The Children's Institute Blog

Magician Amazes Kids At The Day School

Posted: Aug 09, 2017 by The Children's Institute


There was the trick with crayons and the levitation act, but magician Vince Charming’s kid’s show for a group of The Children’s Institute Day School students recently was summed up best by someone in the audience – a boy new to the school who was beaming with enthusiasm.

“He was standing the whole time,” speech-language pathologist Carol Robson said. “The teacher was holding onto the back of his shirt. His feet were going. He wanted to be up there with Vince Charming! He really made eye contact, squealed at the right time, stomped his feet – he was so present.”

The event was organized, in part, by Jeanne Hurley in memory of her son, the magician Kevin Hurley, who died on July 30, 2016 at age 34. The younger Hurley, whose magic performances were staged in 42 U.S. states, mentored Vince Charming and both worked at Cuckoo’s Nest, a now-closed, legendary South Side magic shop.

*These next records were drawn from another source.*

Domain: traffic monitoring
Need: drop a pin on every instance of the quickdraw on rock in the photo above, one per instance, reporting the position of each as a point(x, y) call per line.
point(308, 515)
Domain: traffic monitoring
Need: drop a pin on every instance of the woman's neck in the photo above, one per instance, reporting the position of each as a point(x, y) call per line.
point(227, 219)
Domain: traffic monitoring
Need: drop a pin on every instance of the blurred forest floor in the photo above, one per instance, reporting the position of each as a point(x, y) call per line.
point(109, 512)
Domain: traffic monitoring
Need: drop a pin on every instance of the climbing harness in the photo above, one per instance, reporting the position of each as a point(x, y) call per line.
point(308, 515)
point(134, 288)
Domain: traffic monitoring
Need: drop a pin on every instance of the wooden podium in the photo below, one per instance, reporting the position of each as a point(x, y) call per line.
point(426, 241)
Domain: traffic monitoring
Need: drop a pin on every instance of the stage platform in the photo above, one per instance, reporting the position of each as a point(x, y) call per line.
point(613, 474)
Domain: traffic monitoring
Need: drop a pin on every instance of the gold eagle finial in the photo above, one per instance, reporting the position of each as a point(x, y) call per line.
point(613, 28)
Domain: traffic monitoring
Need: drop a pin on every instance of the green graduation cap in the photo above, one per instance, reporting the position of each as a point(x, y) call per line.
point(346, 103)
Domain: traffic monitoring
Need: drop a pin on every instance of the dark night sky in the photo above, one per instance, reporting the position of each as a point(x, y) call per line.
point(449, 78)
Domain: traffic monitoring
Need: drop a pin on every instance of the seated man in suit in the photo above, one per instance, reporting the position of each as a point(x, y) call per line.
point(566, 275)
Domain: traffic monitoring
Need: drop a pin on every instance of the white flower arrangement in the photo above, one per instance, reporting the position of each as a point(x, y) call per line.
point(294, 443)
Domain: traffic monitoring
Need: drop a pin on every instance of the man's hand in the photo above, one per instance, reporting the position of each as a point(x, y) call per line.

“I didn’t know how the [Day School] kids would react but I thought, ‘If I can bring a smile to the faces of two or three of these kids, it’ll be worth it,’” Jeanne said. “[The show] brought back a lot of memories. It’s good to know that Vince is still doing this. But it’s sad, as well, because my son’s not here.”

Vince Charming, an engineer by training, remembers Kevin as the friend and mentor who “introduced me not just to clients but also introduced me to how to be a full-time magician.”

Kevin was at the magic show in more than spirit. Vince inherited his levitation illusion from him.

“He would’ve loved all of those changes I made to it – I don’t do anything like it comes out of the box,” Vince said.

The kids, though, seem most impressed by another guest who showed up – Harry, the live rabbit Vince pulled from a black hat.

“I always end the show with him,” Vince laughed. “Once the kids see him, they just get overly excited and want to pet him.”

“I was impressed not only with the magician but also with our kids,” Carol said. “They were attentive and enjoyed it. There was eye contact and smiles. It was heart-warming!”

In the end, that’s what mattered most to Jeanne, who attended the show in the TDS gym.

“I’m going to do my best to keep Kevin’s memory alive by helping people enjoy life,” she said. “Kevin always believed in making people laugh and step away from their daily routine.”